Senate
NPR's Diane Rehm got a list from her researchers, which misidentified Sen. Bernie Sanders (I/D-Vt.) as holding Israeli citizenship, and made the assertion in an interview with Sanders before being corrected by him.
Diane Rehm: Senator, you have dual citizenship with Israel. Bernie Sanders: Well, no I do not have dual citizenship with Israel. I'm an American. I don't know where that question came from. I am an American citizen, and I have visited Israel on a couple of occasions. No, I'm an American citizen, period. Rehm: I understand from a list we have gotten that you were on that list. Sanders: No. Rehm: Forgive me if that is— Sanders: That's some of the nonsense that goes on in the internet. But that is absolutely not true. Rehm: Interesting. Are there members of Congress who do have dual citizenship or is that part of the fable? Sanders: I honestly don't know but I have read that on the internet.
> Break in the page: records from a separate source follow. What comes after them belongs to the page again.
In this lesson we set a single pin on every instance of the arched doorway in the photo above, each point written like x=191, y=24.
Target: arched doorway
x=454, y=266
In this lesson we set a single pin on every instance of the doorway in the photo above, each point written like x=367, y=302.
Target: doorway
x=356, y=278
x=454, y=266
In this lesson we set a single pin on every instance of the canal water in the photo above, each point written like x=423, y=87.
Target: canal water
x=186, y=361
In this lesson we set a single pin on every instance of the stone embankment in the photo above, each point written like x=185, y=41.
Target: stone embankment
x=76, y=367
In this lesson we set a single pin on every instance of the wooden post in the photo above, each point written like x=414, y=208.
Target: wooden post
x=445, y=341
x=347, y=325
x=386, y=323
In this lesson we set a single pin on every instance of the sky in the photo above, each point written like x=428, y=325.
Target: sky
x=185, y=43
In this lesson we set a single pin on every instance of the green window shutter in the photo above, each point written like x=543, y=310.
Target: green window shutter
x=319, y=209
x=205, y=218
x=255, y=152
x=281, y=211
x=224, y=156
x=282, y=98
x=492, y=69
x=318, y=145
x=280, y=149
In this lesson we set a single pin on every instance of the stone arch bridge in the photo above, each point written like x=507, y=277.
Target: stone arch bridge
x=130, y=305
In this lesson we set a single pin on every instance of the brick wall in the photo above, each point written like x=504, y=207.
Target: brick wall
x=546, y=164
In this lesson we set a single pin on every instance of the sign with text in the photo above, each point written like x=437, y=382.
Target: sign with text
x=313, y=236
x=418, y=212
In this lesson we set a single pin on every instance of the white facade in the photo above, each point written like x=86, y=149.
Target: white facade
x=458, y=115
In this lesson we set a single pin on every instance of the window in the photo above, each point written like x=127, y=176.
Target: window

The Jewish Journal found one list claiming to be of dual U.S.-Israeli citizens in Congress laden with anti-Semitic phrases and graphics. Rehm says she got the claim from a Facebook comment—a stunning lack of reporting effort from any broadcaster, let alone at an outlet that holds itself in as such high regard as NPR. The typical list purporting to be of U.S.-Israeli citizens in Congress usually just lists Jewish members of Congress. Writing in Counterpunch, L. Michael Hager reports his efforts to find data on dual citizens in Congress was fruitless, and that the Congressional Research Service didn't collect such information. Editorializing against the concept of dual citizenship—permitted in the U.S. only since 1967—the Los Angeles Times reports that there is no definitive tally on the number of dual citizens in the U.S., but that such people can be denied sensitive jobs in government.
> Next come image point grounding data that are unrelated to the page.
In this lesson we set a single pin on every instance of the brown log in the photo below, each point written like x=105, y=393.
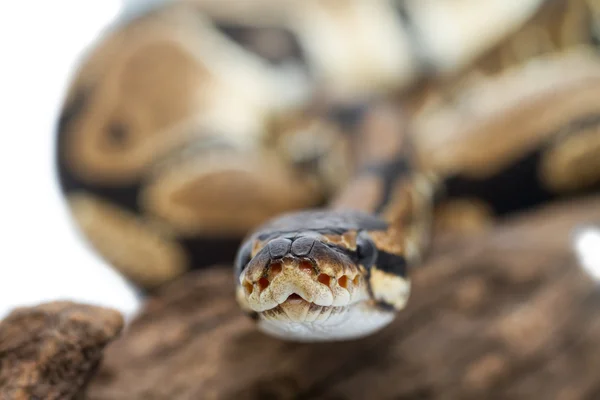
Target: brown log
x=507, y=314
x=51, y=351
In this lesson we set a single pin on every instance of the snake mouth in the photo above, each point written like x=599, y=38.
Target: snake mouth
x=296, y=309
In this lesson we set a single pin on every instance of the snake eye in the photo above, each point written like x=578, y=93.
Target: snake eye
x=365, y=250
x=243, y=257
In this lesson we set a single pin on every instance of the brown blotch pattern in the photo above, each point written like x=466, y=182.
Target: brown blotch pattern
x=573, y=163
x=346, y=240
x=134, y=246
The accusation that Sanders is a dual citizen stems from the anti-Semitic view that Jews in Congress must be loyal to Israel too, and that this—and not the U.S.'s decades-long relationship with Israel based on that country's long-held status as the only Western-style democracy in the region—was the reason for the apparent disconnect between the pro-Israeli stance of politicians in Washington and the general public. Despite being the darling of a sometimes anti-Semitic and almost always anti-Israeli or "anti-Zionist" far left, Bernie Sanders has been a fairly stalwart supporter of the U.S.-Israeli relationship.
It led to a Q&A on Gaza at one town hall that included a woman yelling "fuck Israel" and Sanders telling constituents to "shut up." Sanders' decision to skip Israel Prime Minister Benjamin Netanyahu's address to Congress reflects more on how Netanyahu's polarized himself in American politics than a shift in Sanders—or any boycotting politician's—general stance. American socialist groups like Socialist Worker have been rejecting Sanders as a socialist, in part for his stance on Israel, for years.
So far, Sanders has focused on economic populism almost exclusively. His campaign launch speech last month had little to say about foreign policy, and even ignored the issue of police violence completely. This despite Sanders having little new to say about economics he hasn't been saying for forty years, when it was the Rockefellers threatening to "take over" America, and that hasn't been disproved over and over since then. He probably has nothing new to say about foreign policy or civil liberties at home either.